Le 28 janvier 2025 tombait Goma, capitale provinciale du Nord-Kivu. Quelques mois plus tard, le 10 décembre 2025, le Mouvement du 23 mars (M23) entrait à Uvira. Pour comprendre les succès du M23 depuis sa résurgence en 2021, une analyse de sa vision opérative est nécessaire.
Un article à retrouver dans le N62. Corée du Nord : La forteresse nucléaire.
Romain Costes est officier de l’armée de Terre, issu de la cavalerie blindée, et suit actuellement la scolarité de l’École de guerre à Paris. Il a servi dans le domaine des opérations au poste de commandement de la Force de la MONUSCO à Goma en 2024, au cœur des événements décrits dans cet article.
L’art opératif cherche à mettre en cohérence les actions du niveau tactique dans une campagne permettant d’atteindre les buts de guerre définis dans une stratégie. L’intérêt de cette approche militaire est de prêter aux acteurs une volonté de moyen à long terme, seule à même d’expliquer la victoire militaire complète du M23 et de ses soutiens rwandais face aux forces armées congolaises (FARDC), à la force des Nations Unies (MONUSCO) et à la force régionale de la Southern African Development Community (SAMI-DRC) coalisées.
Le M23 fait-il de l’opératif « sans le savoir » ?
La question mérite en effet d’être posée. On a tendance à prêter la capacité à faire campagne à des armées régulières de premier plan, mais l’approche est valable aussi pour un groupe rebelle, en particulier s’il est soutenu par les forces d’une puissance régionale de premier plan, telles que les Rwanda defense forces (RDF). La tendance à cantonner le M23 au statut d’acteur asymétrique mobilise un imaginaire de violence désinhibée et d’irrationalité incompatible avec une planification opérative. Rien n’est moins vrai et cette perception du groupe explique en partie la défaite militaire de la coalition internationale au Kivu.
La campagne menée par le groupe rebelle et les RDF, dans une logique de conquête territoriale, combine haute intensité tactique et hybridité stratégique pour dissimuler une ambition de long terme de nature politique.

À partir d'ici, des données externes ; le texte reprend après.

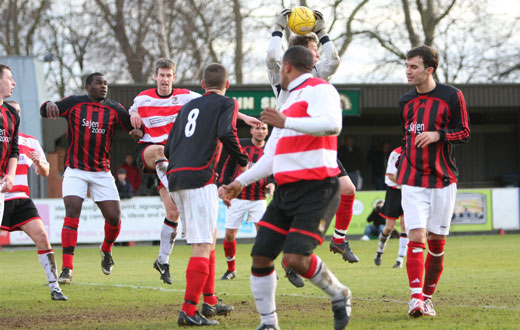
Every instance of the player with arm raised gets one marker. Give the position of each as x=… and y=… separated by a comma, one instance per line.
x=301, y=154
x=434, y=119
x=193, y=149
x=323, y=68
x=92, y=120
x=20, y=212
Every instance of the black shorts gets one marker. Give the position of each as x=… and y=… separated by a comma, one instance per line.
x=342, y=169
x=18, y=212
x=297, y=218
x=392, y=208
x=139, y=159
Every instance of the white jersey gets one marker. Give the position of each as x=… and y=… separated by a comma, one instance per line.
x=391, y=168
x=324, y=68
x=306, y=148
x=26, y=144
x=158, y=113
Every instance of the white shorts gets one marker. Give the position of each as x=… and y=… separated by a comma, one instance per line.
x=101, y=185
x=198, y=209
x=238, y=209
x=429, y=208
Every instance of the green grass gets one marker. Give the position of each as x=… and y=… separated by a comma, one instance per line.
x=479, y=289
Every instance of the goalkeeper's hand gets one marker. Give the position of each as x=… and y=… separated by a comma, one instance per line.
x=320, y=28
x=280, y=22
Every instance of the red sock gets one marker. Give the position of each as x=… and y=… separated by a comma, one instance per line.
x=196, y=276
x=415, y=267
x=111, y=233
x=230, y=250
x=209, y=289
x=344, y=215
x=434, y=265
x=69, y=240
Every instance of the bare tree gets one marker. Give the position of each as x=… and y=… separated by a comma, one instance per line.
x=20, y=21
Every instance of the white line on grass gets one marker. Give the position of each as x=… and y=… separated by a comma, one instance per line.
x=396, y=301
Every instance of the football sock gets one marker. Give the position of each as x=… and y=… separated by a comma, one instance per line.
x=382, y=242
x=319, y=275
x=111, y=233
x=196, y=276
x=415, y=268
x=209, y=288
x=343, y=217
x=263, y=285
x=168, y=234
x=161, y=166
x=433, y=266
x=69, y=239
x=403, y=245
x=230, y=249
x=48, y=262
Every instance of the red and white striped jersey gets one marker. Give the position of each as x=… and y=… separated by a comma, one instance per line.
x=26, y=145
x=306, y=148
x=391, y=168
x=158, y=113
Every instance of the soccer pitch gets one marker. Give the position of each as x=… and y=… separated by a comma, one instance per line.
x=479, y=289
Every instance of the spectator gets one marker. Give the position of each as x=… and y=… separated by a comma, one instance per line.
x=123, y=186
x=133, y=174
x=378, y=222
x=350, y=156
x=378, y=157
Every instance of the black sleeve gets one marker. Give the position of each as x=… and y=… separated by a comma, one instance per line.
x=227, y=132
x=228, y=171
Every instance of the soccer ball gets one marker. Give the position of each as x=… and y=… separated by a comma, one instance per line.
x=301, y=20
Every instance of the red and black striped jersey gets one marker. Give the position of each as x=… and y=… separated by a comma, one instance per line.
x=442, y=110
x=91, y=127
x=230, y=170
x=194, y=144
x=9, y=122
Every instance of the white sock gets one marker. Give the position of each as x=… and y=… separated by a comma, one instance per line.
x=324, y=279
x=264, y=290
x=382, y=242
x=161, y=169
x=403, y=247
x=48, y=262
x=168, y=235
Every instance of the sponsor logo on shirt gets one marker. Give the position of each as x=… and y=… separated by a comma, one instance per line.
x=416, y=128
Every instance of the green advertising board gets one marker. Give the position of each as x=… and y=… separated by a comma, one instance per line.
x=472, y=212
x=252, y=101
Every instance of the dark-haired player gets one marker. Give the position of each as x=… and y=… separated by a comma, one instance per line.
x=92, y=120
x=193, y=149
x=323, y=68
x=434, y=118
x=20, y=213
x=10, y=120
x=251, y=201
x=301, y=153
x=155, y=111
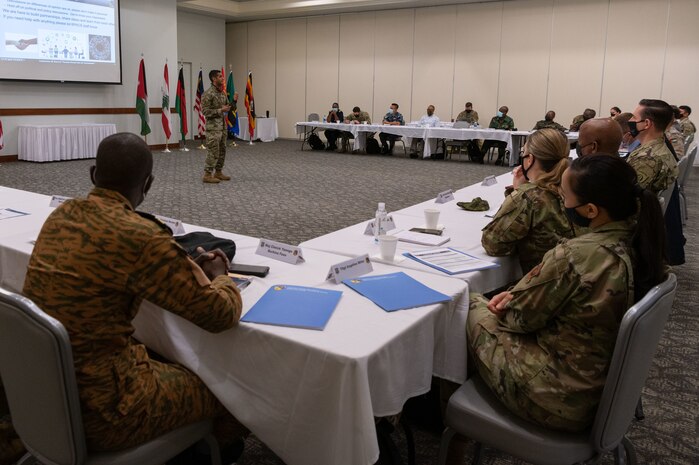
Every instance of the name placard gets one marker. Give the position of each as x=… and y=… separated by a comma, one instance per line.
x=175, y=225
x=444, y=197
x=489, y=180
x=57, y=200
x=280, y=251
x=351, y=268
x=386, y=225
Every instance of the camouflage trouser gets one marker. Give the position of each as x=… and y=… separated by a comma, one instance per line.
x=181, y=398
x=216, y=148
x=485, y=342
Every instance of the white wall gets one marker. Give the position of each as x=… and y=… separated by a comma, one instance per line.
x=151, y=27
x=531, y=55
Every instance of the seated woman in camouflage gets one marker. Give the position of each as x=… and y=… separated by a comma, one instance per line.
x=544, y=347
x=532, y=220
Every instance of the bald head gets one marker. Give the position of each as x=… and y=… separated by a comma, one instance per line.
x=601, y=135
x=124, y=164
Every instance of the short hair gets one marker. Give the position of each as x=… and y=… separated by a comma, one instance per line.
x=658, y=111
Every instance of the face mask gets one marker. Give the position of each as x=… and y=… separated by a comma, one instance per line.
x=576, y=218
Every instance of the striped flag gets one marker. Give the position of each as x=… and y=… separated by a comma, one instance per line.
x=181, y=104
x=142, y=100
x=165, y=91
x=250, y=105
x=201, y=121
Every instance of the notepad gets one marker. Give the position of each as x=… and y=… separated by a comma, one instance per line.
x=396, y=291
x=294, y=306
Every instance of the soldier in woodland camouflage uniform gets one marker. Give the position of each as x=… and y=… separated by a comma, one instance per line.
x=655, y=165
x=214, y=105
x=544, y=347
x=532, y=219
x=93, y=264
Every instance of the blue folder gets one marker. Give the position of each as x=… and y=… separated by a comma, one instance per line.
x=295, y=306
x=396, y=291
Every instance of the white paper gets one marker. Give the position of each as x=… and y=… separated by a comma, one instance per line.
x=280, y=251
x=351, y=268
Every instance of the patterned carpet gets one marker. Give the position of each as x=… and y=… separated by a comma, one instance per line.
x=284, y=194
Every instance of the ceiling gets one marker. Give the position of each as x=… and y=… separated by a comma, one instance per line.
x=246, y=10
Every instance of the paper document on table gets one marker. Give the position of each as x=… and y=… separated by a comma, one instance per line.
x=450, y=261
x=420, y=238
x=6, y=213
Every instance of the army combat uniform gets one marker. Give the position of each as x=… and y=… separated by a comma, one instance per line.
x=529, y=223
x=93, y=264
x=547, y=357
x=211, y=103
x=655, y=165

Elle est un modèle du genre et pose un précédent important pour le continent africain. Bien entendu, essayer de donner une cohérence à des actions tactiques dans une logique de campagne expose à la surinterprétation. Pour la période qui nous intéresse, couvrant la reprise de l’offensive (janvier 2024) par le M23 jusqu’à la chute de Goma (janvier 2025), on peut affirmer a minima que si toutes les manœuvres ne furent pas intentionnelles, les résultats en furent parfaitement exploités.

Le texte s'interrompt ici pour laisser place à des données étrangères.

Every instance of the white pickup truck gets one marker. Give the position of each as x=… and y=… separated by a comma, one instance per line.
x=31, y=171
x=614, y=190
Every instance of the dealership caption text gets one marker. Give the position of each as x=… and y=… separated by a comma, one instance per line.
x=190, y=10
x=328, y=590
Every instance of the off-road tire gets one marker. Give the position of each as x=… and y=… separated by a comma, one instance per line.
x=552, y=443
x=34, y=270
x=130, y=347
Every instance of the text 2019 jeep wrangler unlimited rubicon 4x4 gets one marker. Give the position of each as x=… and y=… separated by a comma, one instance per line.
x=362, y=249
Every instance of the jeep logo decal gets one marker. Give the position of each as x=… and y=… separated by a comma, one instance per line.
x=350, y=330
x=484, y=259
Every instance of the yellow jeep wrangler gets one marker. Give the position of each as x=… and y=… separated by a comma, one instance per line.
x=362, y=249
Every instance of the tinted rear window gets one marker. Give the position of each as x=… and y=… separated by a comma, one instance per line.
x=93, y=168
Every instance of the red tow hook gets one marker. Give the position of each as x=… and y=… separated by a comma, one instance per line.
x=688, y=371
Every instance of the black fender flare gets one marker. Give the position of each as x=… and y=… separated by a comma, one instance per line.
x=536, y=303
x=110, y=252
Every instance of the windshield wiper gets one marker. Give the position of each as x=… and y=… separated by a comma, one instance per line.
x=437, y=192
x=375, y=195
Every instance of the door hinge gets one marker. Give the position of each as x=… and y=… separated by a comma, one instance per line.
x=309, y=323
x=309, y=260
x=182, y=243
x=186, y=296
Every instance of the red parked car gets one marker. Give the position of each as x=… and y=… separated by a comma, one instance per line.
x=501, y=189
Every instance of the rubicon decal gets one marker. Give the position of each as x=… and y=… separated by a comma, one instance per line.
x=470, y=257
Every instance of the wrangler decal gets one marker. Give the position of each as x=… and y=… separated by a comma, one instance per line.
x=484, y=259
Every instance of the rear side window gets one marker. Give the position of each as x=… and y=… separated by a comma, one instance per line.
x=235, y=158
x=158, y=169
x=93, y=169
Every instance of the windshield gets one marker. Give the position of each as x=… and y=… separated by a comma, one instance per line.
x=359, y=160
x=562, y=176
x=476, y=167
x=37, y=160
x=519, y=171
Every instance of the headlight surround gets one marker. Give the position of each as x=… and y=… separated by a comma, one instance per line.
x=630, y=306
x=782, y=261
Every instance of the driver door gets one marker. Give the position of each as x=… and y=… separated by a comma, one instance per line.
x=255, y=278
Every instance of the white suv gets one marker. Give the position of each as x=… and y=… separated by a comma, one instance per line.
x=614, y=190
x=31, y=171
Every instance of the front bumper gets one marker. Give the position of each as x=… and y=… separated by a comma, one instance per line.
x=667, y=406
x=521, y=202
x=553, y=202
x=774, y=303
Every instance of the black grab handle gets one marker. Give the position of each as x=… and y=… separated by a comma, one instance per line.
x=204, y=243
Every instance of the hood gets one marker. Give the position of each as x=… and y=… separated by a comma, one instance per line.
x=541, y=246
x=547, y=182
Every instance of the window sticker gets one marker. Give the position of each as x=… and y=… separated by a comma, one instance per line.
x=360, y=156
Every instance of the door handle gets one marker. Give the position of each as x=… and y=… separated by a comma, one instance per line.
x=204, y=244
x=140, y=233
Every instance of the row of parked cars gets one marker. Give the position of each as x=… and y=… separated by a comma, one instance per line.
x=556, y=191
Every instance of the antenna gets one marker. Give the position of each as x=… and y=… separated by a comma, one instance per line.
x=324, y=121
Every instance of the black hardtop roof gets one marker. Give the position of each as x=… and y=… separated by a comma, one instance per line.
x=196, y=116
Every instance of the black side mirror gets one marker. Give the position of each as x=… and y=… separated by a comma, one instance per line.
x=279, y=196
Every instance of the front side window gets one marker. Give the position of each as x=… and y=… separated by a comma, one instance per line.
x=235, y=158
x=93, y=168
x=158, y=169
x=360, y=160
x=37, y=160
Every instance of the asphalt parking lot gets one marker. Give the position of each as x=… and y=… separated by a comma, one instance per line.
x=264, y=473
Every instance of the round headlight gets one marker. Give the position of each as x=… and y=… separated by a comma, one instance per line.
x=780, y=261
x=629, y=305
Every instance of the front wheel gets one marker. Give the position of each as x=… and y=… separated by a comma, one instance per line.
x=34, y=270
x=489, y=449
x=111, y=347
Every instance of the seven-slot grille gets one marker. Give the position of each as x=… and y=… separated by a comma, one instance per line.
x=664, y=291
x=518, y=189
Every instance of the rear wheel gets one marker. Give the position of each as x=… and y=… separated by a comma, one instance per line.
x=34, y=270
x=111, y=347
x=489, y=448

Décembre 2023 – mars 2024 : la mise en ébullition du chaudron de Goma
Dresser un tableau exhaustif de la prise d’ascendant du M23 depuis 2021 n’est pas l’objet du présent article. Toutefois, il est nécessaire de préciser que le groupe débute la campagne de 2024 en position de force avec une emprise territoriale solide. Par opposition, les partenaires du gouvernement congolais se trouvent affaiblis : une première force régionale de l’East African Community a été poussée au retrait. La SAMI-DRC, au mandat plus offensif, ne peut être opérationnelle qu’à la fin de la grande saison des pluies 2024. Ce vide ne saurait être compensé par la force des Nations Unies, puisqu’après les combats de la fin d’année 2023, plusieurs garnisons se trouvent isolées au cœur de la zone contrôlée par le M23, neutralisant sa capacité d’action offensive.

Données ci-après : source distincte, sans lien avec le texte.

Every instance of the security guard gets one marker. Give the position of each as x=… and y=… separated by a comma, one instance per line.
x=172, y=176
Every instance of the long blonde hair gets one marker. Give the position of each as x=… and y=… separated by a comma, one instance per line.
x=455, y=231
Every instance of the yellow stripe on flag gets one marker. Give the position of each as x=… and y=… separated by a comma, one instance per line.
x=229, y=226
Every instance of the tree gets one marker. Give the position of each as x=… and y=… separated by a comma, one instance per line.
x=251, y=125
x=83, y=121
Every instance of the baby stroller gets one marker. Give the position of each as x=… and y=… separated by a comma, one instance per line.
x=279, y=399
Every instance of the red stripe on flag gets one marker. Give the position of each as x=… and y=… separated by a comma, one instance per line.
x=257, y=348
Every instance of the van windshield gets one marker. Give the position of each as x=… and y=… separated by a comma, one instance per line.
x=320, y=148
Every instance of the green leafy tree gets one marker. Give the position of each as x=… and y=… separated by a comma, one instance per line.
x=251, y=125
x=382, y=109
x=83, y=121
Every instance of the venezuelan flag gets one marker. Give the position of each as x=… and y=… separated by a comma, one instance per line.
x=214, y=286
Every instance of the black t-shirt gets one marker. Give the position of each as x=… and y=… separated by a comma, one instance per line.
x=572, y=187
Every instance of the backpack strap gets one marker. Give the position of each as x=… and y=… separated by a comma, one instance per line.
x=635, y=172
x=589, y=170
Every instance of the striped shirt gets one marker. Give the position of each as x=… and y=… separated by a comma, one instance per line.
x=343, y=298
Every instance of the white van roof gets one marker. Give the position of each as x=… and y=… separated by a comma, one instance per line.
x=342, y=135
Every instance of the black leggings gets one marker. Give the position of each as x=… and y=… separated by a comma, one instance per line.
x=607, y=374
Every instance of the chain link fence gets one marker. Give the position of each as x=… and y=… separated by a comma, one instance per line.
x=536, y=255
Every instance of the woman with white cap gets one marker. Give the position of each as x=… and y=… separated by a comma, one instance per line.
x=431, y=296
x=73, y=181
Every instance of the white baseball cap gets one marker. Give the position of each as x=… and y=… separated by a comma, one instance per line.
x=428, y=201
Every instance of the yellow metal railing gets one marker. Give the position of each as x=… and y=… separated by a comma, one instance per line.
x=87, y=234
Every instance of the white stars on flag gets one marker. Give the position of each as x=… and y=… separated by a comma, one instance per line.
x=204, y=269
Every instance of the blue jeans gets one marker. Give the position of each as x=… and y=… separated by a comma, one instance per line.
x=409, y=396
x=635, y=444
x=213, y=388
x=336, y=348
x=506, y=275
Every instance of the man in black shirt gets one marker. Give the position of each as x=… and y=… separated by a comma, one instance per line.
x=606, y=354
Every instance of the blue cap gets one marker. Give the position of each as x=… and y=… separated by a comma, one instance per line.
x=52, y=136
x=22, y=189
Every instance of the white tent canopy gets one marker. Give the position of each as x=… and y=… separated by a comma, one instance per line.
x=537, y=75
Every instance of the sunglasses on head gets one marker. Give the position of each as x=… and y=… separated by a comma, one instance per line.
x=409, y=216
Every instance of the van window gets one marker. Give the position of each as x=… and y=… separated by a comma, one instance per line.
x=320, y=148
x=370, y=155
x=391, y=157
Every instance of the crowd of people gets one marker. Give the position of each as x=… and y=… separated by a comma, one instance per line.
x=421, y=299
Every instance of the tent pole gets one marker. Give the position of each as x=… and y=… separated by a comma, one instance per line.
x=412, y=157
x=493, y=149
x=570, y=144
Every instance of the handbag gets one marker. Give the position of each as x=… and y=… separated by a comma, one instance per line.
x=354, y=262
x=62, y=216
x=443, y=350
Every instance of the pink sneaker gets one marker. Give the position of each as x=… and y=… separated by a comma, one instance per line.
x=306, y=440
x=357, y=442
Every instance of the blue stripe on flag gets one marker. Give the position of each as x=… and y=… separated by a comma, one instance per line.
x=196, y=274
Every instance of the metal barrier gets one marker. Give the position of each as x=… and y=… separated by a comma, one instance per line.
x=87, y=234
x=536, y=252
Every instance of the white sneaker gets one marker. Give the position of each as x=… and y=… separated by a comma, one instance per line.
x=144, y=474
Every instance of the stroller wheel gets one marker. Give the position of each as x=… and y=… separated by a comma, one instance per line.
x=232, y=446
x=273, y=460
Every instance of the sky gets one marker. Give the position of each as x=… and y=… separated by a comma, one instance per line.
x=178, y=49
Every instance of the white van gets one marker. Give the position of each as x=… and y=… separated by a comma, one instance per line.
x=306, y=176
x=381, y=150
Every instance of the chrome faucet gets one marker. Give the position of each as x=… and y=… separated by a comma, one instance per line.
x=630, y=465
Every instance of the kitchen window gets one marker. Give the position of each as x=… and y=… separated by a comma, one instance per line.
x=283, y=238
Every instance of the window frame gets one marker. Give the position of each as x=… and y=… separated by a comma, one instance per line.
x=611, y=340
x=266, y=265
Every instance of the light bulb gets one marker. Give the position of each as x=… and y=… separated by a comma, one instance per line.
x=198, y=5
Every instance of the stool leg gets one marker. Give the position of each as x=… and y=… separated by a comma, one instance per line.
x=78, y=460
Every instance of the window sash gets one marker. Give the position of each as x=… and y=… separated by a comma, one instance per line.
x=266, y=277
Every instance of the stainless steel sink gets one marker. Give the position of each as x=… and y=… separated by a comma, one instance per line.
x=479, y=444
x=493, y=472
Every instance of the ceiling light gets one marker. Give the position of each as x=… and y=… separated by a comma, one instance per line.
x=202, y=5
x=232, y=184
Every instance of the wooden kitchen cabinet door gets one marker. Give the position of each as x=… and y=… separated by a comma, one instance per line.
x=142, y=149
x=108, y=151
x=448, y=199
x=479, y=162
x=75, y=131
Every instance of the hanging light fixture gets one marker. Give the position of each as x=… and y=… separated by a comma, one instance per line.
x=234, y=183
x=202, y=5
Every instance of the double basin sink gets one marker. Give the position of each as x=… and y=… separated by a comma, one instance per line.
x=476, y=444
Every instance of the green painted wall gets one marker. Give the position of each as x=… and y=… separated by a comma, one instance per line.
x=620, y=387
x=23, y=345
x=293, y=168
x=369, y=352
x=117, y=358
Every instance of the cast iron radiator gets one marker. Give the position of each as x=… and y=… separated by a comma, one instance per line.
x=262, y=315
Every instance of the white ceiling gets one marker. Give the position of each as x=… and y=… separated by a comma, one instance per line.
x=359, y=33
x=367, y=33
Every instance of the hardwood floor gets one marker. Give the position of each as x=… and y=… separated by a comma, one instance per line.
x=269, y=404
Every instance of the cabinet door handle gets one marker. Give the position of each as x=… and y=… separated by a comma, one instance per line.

Une trêve imposée par les États-Unis jusqu’au mois de janvier 2024 crée une pause opérationnelle et permet au M23 d’assurer sa mobilité en toute impunité dans les zones sous son contrôle. Ce qui facilite ensuite l’effet de surprise lors de la reprise des opérations. Cet avantage est acquis en neutralisant le principal facteur de supériorité adverse : la maîtrise du ciel. Les RDF engagent des systèmes perfectionnés de défense surface-air ainsi que des capacités de brouillage qui produisent un nivellement des capacités et instaurent une zone d’impunité relative au-dessus du secteur des opérations terrestres à venir.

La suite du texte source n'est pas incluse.